Поразительное разрушение смысла у больного депрессией — в пределе, самого смысла жизни — позволяет нам, таким образом, предположить, что такой больной испытывает затруднение при попытке присвоить всеобщую означающую цепочку, то есть сам язык. В идеальном случае говорящее существо составляет единое целое со своей речью: разве не является речь нашей второй природой? Напротив, высказывание больного депрессией представляется для него чем-то вроде чужеродной кожи — меланхолик является чужаком в своей собственном родном языке. Он потерял смысл — значение — своего родного, то есть материнского языка, поскольку не смог потерять мать. Мертвый язык, на котором он говорит и который предвещает о его самоубийстве, скрывает Вещь, похороненную заживо. Но эту Вещь он не будет высказывать, дабы не предать ее — она останется замурованной в «крипте»[57] не высказываемого аффекта, схваченной анально, безысходно.
Одна пациентка, страдающая от частых приступов меланхолии, пришла на первую беседу со мной в блузе яркой расцветки, на которой повсюду было написано «дом» [maison]. Она говорила о своих заботах, связанных с квартирой, о снах, в которых она видела дома, выстроенные из разнородных материалов, и об африканском доме, райском месте из ее детства, которое ее семья потеряла в результате драматических событий. «Вы тоскуете по своему дому?» — спросила я ее. «По дому? — ответила она. — Не понимаю, что вы хотите сказать, у меня нет слов!»

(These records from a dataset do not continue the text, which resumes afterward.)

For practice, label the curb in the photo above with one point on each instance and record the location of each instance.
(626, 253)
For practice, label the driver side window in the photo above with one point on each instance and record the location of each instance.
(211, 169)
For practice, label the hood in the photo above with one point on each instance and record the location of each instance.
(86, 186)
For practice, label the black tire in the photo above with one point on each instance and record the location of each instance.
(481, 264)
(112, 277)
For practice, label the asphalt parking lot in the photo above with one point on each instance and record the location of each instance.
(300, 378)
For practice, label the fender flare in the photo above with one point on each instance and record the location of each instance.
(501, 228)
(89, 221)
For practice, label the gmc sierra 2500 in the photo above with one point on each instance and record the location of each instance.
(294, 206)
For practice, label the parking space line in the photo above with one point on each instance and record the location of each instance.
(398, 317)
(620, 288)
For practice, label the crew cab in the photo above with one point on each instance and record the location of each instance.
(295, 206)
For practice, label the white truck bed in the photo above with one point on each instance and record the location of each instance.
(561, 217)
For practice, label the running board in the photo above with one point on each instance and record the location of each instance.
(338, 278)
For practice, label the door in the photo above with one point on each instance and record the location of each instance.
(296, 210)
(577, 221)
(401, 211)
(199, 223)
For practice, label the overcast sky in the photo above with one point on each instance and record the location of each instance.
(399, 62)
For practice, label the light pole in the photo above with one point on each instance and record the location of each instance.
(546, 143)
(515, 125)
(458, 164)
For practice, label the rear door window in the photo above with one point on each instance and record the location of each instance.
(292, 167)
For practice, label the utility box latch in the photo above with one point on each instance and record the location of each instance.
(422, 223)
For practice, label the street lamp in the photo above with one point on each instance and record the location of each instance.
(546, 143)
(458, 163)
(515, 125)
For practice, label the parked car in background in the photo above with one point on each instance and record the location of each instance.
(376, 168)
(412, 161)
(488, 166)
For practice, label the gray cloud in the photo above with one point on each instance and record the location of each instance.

Ее речь обильна, быстра, лихорадочна, однако она остается напряженной в своем холодном и абстрактном возбуждении. Она постоянно пользуется языком: «Работа преподавателя, — рассказывает она мне, — заставляет меня постоянно говорить, но я объясняю жизни других, сама я тут не при чем: и даже когда я говорю о своей жизни, ощущение, словно бы я говорила о ком-то другом». Объект ее печали отображается записью, которую она носит в боли своей кожи и плоти — и даже в шелке блузы, которая обтягивает ее тело. Но он не переходит в ее психическую жизнь, он уклоняется от речи или, скорее, речь Анны оставила горе и Вещь, чтобы выстроить свою логику и свою лишенную аффекта, отщепленную связность. Так бегут от страдания, «сломя голову», бросаясь вдела, которые сколь успешны, столь и недостаточны.